Gillian Davies, whose son Liam is currently in Sixth Class in St Columba’s, said parents are cautiously optimistic that the minister will ensure that Deaf schools will keep their on-site therapists, adding that such therapy works best as a 'seamless' and complementary part of a child’s normal school day.

“All any parent of a child with additional needs ever wants is for their child to have equal access to education, as is their constitutional right.”

Anne Rabbitte is an interesting character, and I confess that I was somewhat leery of her since her 2019 suggestion, as reported by Michael Brennan in the Sunday Business Post, that the projected cost of excavating the site of the former Tuam Home – where the remains of as many as 796 children lie abandoned in a disused sewerage system – would be money better spent on helping the homeless children of today.

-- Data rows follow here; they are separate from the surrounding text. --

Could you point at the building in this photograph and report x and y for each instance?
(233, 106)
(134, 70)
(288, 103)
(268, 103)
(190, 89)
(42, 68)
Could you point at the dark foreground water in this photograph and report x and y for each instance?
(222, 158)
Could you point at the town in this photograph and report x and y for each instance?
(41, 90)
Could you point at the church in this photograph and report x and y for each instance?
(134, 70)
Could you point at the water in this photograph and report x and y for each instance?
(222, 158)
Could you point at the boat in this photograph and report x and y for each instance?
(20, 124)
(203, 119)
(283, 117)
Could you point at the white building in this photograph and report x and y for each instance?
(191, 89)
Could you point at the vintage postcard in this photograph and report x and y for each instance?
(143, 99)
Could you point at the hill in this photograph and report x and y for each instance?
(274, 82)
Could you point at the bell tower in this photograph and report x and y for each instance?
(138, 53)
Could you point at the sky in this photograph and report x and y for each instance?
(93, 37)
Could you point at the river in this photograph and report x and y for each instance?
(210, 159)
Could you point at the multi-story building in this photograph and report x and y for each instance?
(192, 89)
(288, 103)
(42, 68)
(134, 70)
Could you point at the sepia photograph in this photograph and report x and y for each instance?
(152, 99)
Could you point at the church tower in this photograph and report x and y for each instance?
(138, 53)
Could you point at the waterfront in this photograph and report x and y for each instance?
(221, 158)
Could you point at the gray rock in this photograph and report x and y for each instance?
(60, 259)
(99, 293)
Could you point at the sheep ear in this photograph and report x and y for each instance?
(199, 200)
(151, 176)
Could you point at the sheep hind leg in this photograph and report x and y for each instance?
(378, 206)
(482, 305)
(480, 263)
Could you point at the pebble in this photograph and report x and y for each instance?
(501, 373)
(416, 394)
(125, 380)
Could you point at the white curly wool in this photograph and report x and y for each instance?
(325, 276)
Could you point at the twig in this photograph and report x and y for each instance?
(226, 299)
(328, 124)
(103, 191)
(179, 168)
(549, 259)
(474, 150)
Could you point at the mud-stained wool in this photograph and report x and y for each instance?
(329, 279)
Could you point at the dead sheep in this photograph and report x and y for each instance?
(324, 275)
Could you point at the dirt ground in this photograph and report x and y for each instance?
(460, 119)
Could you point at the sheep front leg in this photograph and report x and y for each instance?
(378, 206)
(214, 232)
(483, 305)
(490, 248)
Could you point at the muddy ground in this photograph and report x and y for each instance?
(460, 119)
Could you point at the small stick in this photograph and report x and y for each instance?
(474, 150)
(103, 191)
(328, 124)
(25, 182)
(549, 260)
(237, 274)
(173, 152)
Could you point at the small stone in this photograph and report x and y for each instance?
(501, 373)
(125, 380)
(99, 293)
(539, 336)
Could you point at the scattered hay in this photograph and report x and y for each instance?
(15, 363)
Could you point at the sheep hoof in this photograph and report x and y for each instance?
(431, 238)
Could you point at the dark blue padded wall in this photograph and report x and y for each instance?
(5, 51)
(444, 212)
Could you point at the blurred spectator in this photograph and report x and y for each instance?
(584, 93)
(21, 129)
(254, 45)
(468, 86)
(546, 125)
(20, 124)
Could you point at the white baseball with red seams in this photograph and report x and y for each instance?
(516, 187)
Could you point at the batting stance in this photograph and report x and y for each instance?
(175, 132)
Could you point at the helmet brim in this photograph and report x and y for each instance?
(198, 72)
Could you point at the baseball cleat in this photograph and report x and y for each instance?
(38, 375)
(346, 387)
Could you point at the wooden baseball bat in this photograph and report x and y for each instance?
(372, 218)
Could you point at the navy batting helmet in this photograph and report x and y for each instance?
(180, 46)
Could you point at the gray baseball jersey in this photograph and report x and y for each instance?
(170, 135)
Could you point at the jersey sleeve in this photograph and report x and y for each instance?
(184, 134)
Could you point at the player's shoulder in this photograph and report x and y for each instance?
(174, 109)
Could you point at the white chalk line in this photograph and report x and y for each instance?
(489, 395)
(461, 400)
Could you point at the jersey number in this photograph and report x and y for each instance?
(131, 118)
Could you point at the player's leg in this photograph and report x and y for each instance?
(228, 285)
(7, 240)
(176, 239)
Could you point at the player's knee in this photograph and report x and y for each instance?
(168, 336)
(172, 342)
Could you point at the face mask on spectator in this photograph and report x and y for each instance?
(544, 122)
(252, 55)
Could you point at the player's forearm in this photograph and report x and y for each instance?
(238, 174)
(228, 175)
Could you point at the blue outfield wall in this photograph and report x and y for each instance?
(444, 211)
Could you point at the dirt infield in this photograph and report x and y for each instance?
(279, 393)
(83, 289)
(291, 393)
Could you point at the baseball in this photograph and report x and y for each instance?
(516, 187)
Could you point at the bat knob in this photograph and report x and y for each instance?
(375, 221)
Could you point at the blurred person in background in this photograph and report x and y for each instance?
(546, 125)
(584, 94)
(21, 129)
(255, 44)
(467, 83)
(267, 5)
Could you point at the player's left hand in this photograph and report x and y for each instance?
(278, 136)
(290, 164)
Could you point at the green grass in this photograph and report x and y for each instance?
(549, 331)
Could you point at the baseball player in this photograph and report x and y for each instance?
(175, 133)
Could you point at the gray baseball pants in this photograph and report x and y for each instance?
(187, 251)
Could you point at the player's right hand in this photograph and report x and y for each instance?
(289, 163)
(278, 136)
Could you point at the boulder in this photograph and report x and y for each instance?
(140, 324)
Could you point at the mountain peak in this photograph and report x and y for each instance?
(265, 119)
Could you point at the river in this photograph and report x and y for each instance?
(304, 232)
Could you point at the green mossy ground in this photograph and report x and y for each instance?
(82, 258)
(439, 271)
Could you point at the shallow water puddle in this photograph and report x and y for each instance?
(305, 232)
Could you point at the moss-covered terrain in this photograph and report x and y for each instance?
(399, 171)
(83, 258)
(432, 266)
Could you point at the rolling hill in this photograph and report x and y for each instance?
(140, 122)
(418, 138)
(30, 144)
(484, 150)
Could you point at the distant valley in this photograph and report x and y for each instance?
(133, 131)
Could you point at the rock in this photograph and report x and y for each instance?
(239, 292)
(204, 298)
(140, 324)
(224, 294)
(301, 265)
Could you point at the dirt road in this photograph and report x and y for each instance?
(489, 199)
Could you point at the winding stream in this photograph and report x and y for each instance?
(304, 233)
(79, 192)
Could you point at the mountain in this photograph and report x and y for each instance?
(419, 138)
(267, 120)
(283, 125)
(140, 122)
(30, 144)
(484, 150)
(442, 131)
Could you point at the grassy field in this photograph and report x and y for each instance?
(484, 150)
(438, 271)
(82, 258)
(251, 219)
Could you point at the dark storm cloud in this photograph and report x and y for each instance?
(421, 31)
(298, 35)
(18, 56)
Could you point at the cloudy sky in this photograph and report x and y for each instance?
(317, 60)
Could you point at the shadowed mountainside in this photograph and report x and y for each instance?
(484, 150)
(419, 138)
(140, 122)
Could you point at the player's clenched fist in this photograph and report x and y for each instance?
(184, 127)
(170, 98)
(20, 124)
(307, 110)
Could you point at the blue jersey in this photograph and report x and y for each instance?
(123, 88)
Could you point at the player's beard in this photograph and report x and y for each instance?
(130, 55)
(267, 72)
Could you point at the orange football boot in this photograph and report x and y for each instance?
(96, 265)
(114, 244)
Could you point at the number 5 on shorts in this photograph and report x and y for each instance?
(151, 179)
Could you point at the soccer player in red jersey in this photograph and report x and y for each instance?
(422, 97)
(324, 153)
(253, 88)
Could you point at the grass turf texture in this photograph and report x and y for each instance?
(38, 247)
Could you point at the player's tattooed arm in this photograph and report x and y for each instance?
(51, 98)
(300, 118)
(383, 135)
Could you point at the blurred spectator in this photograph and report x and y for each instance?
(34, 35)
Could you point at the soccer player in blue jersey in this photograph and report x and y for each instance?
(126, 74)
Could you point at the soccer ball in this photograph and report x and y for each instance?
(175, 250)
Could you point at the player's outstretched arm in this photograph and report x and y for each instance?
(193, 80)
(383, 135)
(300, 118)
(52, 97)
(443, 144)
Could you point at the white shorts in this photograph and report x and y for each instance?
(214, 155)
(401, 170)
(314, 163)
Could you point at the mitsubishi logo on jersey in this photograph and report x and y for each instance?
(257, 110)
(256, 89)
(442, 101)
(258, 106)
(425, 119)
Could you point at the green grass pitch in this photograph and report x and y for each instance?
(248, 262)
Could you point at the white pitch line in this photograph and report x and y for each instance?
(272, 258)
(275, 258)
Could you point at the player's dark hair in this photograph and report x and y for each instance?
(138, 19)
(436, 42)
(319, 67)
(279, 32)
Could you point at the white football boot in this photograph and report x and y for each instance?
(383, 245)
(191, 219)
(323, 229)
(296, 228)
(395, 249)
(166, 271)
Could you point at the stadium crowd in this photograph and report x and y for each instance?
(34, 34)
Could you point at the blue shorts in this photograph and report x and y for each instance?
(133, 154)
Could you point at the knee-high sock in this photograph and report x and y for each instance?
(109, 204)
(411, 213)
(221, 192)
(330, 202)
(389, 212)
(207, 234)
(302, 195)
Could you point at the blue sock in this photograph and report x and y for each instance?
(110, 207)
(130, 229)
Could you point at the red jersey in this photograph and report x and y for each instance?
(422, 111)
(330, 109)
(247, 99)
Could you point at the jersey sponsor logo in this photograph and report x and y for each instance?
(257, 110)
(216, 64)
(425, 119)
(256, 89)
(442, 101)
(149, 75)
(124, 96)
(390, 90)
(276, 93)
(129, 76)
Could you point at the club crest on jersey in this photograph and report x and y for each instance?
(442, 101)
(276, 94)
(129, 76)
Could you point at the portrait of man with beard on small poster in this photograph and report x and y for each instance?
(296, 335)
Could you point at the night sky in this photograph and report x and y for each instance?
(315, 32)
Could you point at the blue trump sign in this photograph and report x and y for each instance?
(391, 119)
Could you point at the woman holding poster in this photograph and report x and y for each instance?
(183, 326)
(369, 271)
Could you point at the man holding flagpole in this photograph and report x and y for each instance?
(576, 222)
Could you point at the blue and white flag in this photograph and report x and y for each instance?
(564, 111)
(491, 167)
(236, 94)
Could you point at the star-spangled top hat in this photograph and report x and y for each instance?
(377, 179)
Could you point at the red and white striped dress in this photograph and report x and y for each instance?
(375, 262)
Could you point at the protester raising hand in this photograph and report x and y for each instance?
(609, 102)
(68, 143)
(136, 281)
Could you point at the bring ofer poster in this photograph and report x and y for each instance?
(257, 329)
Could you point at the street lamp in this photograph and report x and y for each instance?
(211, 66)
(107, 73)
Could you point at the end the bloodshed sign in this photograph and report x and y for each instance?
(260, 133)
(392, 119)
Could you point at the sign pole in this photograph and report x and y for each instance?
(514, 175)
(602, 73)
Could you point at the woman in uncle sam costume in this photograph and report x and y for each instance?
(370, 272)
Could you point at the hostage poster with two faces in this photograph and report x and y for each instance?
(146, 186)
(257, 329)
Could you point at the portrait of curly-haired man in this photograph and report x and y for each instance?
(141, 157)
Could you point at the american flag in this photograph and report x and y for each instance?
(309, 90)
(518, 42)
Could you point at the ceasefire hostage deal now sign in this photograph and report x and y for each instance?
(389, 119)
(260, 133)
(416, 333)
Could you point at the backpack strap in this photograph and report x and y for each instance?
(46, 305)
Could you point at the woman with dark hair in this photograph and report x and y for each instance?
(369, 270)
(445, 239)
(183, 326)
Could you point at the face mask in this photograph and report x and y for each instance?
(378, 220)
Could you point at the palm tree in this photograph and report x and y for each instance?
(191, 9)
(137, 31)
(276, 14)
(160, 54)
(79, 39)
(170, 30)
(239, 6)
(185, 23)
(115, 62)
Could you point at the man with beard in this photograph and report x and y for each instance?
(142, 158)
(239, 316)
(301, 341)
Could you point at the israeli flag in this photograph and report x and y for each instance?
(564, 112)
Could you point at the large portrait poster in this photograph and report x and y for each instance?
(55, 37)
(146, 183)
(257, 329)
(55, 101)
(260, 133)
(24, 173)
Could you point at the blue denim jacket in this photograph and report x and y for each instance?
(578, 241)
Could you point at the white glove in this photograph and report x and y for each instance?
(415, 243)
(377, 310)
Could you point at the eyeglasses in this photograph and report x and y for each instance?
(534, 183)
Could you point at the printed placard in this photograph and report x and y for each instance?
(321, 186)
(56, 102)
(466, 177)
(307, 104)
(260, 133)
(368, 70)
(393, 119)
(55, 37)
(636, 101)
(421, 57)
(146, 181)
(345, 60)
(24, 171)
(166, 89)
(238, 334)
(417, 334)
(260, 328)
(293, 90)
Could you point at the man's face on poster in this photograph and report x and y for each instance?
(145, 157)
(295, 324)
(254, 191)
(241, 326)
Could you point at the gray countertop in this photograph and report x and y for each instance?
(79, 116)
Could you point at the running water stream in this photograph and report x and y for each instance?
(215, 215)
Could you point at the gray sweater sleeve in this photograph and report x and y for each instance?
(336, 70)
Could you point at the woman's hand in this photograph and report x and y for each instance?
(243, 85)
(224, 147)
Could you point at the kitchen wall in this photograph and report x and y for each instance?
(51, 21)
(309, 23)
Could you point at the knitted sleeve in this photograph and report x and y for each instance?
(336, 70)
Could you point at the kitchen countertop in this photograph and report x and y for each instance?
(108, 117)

This is the sort of zero-sum game thinking which illustrates that homeless children can be weaponised to deflect attention from any issue at all except, presumably, homeless children.

In January of this year, Minister Rabbitte told Alison O’Reilly, the journalist who broke the Tuam Babies story, that she had been 'misquoted' in that story.

A widowed mother of three, Rabbitte was first elected to the Dáil in 2016. Opposition representatives who know the Galway East Fianna Fáil TD are generous in their praise, saying she’s not a conventional politician, but rather a consensus-builder happy to work across party lines and although an instinctive people person, Rabbitte has steel in her spine, with Sinn Fein and Labour members saying – even before her decision to blindside the HSE – that she’s not someone who would be easily cowed by civil servants.

Perhaps she’s the right woman to show the HSE that their spreadsheet solutions have real-life impacts on flesh-and-blood children already facing life at a disadvantage.

Nobody could deny that the current patchwork of disability services is in need of urgent attention, but most parents and teachers agree that the number one systemic problem is not geographic spread, but rather a shortage of therapists.

Forcing vulnerable children to miss class times is not going to fix that, and would instead have a terrible effect on their lives.

Minister Rabbitte may have halted the introduction of PDS for now, but it seems clear that the HSE is wedded to the scheme with an almost religious certainty, and this is likely only to be Round One.

With some 25,000 children waiting right now for speech and language therapy, the battle is far from over.